Beyond Breast Reconstruction
Beyond breast reconstruction, Dr. Myckatyn and his colleagues have started using HydraSolve for cosmetic breast augmentation and buttock augmentation.
Kamran Khoobehi, M.D., FACS, director of aesthetic training at Louisiana State University Health Science Center in New Orleans, said that the field of fat grafting is rapidly expanding from a minor procedure, with the fastest growing area being the Brazilian butt lift.
“The main concern for most plastic surgeons is the predictability of fat grafting results,” Dr. Khoobehi tells Cosmetic Surgery Times. “There are many techniques to harvest, process and inject fat; and most surgeons are looking for a more standardized process to achieve consistent results.”
Dr. Khoobehi has been advocating low negative pressure for harvesting, minimal manipulation for processing, and a meticulous small-volume grafting technique.

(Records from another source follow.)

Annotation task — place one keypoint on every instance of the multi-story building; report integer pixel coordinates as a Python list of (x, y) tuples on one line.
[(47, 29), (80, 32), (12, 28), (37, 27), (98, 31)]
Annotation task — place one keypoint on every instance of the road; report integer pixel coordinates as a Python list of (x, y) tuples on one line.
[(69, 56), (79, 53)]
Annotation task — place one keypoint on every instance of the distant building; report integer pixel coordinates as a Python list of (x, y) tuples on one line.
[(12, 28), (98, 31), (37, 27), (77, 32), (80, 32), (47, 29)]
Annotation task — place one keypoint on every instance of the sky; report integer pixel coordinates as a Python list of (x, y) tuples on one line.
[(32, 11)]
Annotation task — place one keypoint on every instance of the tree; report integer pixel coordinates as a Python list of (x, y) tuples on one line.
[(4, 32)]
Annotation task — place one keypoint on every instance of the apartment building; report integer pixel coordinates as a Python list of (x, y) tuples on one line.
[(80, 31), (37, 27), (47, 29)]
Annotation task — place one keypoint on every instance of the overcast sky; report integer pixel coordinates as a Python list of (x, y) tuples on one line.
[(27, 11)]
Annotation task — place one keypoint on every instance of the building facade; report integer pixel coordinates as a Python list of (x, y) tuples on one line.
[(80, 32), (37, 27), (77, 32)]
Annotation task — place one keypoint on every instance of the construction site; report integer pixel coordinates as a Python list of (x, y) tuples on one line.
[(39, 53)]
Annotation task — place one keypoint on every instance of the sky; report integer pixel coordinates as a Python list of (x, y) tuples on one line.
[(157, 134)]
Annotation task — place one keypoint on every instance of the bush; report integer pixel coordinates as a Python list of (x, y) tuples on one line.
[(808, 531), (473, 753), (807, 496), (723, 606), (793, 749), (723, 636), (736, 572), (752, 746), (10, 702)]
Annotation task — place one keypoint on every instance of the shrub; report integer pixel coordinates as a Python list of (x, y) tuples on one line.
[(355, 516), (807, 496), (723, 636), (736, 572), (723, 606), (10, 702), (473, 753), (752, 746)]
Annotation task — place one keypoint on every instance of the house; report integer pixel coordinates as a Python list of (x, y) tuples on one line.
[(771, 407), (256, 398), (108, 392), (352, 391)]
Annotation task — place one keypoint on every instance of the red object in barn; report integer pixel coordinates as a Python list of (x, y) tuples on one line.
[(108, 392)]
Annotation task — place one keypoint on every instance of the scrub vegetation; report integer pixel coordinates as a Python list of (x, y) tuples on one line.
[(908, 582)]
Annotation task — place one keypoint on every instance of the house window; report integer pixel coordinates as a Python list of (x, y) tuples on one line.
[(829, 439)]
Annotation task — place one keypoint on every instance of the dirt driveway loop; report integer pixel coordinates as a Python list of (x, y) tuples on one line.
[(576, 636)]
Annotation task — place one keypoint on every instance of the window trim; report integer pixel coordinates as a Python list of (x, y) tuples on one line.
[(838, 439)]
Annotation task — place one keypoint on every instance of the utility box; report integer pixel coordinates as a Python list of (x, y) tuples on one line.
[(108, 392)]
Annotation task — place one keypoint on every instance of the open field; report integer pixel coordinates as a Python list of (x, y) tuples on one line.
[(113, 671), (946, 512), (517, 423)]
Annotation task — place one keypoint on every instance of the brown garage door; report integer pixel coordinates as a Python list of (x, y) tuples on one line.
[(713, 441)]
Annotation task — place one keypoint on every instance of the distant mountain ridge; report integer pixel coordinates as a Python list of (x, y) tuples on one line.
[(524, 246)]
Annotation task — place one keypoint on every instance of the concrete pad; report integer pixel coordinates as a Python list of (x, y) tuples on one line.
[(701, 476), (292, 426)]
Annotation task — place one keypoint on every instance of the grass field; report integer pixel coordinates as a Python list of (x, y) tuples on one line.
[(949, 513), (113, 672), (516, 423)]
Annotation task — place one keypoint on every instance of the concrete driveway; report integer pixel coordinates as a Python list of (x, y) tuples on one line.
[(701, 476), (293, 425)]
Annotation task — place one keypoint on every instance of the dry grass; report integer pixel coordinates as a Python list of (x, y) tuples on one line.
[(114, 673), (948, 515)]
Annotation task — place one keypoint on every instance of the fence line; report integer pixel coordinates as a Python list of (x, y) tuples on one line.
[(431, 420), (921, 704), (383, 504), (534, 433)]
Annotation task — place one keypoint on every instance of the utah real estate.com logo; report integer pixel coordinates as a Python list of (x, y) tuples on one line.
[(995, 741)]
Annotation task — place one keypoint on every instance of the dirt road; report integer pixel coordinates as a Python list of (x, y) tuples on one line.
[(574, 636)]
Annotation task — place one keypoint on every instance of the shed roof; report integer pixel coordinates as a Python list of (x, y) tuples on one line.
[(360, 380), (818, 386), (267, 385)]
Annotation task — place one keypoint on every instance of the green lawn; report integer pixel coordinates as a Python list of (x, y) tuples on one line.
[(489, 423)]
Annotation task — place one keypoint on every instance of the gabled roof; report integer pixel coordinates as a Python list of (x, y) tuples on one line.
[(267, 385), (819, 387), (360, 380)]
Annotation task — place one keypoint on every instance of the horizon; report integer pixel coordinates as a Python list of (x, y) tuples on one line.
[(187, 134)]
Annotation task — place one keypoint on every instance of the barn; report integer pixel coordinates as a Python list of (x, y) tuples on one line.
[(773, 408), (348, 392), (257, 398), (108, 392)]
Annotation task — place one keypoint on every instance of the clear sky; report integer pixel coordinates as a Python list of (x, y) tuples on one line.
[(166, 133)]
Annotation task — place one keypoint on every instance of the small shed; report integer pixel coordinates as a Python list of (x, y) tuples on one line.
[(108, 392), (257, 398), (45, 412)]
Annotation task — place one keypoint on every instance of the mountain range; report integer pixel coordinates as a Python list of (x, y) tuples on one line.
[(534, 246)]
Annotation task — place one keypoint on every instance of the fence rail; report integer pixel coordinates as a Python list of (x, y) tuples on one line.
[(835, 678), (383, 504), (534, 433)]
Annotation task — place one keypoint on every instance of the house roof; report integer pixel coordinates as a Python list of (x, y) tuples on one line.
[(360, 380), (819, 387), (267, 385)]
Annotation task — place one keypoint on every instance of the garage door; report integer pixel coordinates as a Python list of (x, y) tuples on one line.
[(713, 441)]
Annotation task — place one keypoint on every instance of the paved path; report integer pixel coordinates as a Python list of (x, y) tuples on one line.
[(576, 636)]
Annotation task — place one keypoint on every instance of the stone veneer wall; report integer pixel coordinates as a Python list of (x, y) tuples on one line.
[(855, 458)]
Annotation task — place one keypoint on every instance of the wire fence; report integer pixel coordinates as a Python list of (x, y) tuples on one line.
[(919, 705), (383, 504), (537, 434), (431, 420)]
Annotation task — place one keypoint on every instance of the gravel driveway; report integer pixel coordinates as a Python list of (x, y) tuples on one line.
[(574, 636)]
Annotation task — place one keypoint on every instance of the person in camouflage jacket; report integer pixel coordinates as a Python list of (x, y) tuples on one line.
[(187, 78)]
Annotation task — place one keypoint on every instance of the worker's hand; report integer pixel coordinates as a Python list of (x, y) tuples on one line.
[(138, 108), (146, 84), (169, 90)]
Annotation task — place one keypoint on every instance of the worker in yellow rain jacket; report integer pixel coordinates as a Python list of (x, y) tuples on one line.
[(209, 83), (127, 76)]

“There are many patients that had implant breast augmentation when they were younger,” said Dr. Khoobehi, who participated in a panel discussion on the controversies of fat grafting in breast surgery at the September annual meeting of the American Society of Plastic Surgeons (ASPS) in Los Angeles. “Now, after having kids, they want to remove their implants but are worried about the shape of their breast postimplant removal. Fat grafting provides an alternative to patients that no longer desire implants.”
Dr. Khoobehi has had the most success in using fat rather than implants for mastopexy to achieve more cleavage and upper pole fullness.
“There are patients that are not good candidates for implants or fat grafting alone,” Dr. Khoobehi said. “A combination of implants and fat grafting provides patients with the best possible outcomes for size, shape and feel.”
Dr. Khoobehi does not believe there will ever be one standardized process for fat grafting, “just as we do not have a standardized facelift or mastopexy technique.”
In the future, Dr. Khoobehi predicts there will be medications to enhance fat grafting, tools to make grafting and the process more streamlined, and possible laboratories to grow fat cell lines for transfer.
Fat Transfer Technique Tips
Injecting fat into the breast in tiny aliquots as opposed to squirting in a rapid fashion is the method advocated by Sydney R. Coleman, M.D., an assistant clinical professor of plastic surgery at New York University Langone Medical Center and the University of Pittsburgh Medical Center. “By squirting, there is a good chance you will end up with fat necrosis,” he says.
Dr. Coleman acknowledges there is a movement to speed up the surgery and complete it in less than 2 hours by squirting the fat transfer. “It takes much longer to meticulously place the fat, but it will save people a huge problem,” he says.
Using tiny aliquots is also more efficacious. “It allows you to shape the breast rather than simply enlarge it,” Dr. Coleman tells Cosmetic Surgery Times. “You can expand or sculpt a selected portion of the breast for different types of deformities such as lumpectomy or tuberous breasts.”
Dr. Coleman, a pioneer in fat transfer, who also participated in the controversies panel, says a second bone of contention is whether breast cancer detection is compromised by fat grafting. “The studies indicate that detection is actually improved by fat grafting because it makes the fat less radiopaque compared to breast implants or surgery which can obscure cancers,” he says.
Using sharp needles to inject fat is another red flag. Accidental intravenous injection of fat can cause intra-arterial infections, “especially if you are injecting large amounts of fat at once,” Dr. Coleman says.
Accidental intravenous injection of fat is already happening at an alarming rate in the buttock, according to Dr. Coleman. “But we have yet to figure it out completely,” he says.
Despite these uncertainties, Dr. Coleman believes that fat grafting to the breast is “an unprecedented tool for shaping and reforming the breast. However, it does pose potential problems with creating oil cysts and fat necrosis.”